XT3 techno radio

Surgeon – Breaking the Frame

23 Jul 2011

written by Harrison

Surgeon - Breaking The Frame

Artiest: Surgeonsurgeon.breaking.the .frame  Surgeon   Breaking the Frame
Title: Breaking the Frame
Label: Dynamic Tension
Release Date: May 2011
Medium: Digital and Vinyl (2×12”)

Here’s a challenge. We would like you to listen to and then categorize Surgeon’s latest album, “Breaking The Frame”. Put a label on it, classify it and please be as precise as you can be. Once you’ve done that, you can continue reading this review.

If you’re still reading, it’s likely you either a) didn’t bother to listen or b) failed our little challenge. If the former is the case we urge you to refresh this page and approach it as if you haven’t seen it before. If the latter is true, then don’t be ashamed, as the title of the album should have given away the true nature of our trick challenge. The meticulously chosen title “Breaking The Frame” reveals the essence of what it is that this album does.

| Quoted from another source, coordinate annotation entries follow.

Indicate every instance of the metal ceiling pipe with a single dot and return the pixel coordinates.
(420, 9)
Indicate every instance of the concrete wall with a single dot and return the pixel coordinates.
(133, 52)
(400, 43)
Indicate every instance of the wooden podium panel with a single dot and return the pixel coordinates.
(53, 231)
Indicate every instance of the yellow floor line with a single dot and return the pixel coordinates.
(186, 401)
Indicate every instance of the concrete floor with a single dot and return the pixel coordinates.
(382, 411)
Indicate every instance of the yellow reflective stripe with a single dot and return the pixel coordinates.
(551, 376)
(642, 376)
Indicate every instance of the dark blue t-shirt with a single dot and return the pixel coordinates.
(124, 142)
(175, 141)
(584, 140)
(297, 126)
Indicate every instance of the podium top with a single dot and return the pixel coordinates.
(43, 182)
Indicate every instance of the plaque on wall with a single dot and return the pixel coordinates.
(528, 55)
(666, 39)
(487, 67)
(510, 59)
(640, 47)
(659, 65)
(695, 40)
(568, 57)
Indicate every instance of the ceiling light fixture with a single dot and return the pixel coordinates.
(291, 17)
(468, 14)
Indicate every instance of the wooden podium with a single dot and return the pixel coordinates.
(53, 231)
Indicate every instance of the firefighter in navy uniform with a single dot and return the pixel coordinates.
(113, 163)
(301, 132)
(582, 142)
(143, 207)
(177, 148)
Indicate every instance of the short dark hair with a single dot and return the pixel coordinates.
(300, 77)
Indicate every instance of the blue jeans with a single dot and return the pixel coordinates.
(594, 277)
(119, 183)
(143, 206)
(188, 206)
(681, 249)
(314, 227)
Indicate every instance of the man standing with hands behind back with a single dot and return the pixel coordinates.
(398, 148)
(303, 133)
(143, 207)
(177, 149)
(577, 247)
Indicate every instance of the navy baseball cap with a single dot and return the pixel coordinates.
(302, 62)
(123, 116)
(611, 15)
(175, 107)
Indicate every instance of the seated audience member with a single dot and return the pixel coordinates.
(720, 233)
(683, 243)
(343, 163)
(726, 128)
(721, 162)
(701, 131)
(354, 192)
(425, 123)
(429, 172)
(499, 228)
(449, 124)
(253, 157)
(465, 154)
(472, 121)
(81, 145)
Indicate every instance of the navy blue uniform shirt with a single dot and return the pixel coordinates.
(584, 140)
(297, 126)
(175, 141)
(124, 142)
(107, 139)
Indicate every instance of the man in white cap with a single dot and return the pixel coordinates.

It takes all that we use to define music into account and then utterly destroys it, leaving two crucially important emotions behind, an eerie feeling of being left outside alone and naked, intertwined with a tremendously exciting freshness of breath. To achieve this, it takes someone that has developed a complete understanding of the blueprints, mechanics and composure of the framework, who is capable of envisioning a way out, and realizing that, for new things to grow, the grounding soil needs to bent, broken, twisted and eventually completely left behind. Destruction yields rebirth. The frame needs to be broken. Surgeon is such a person.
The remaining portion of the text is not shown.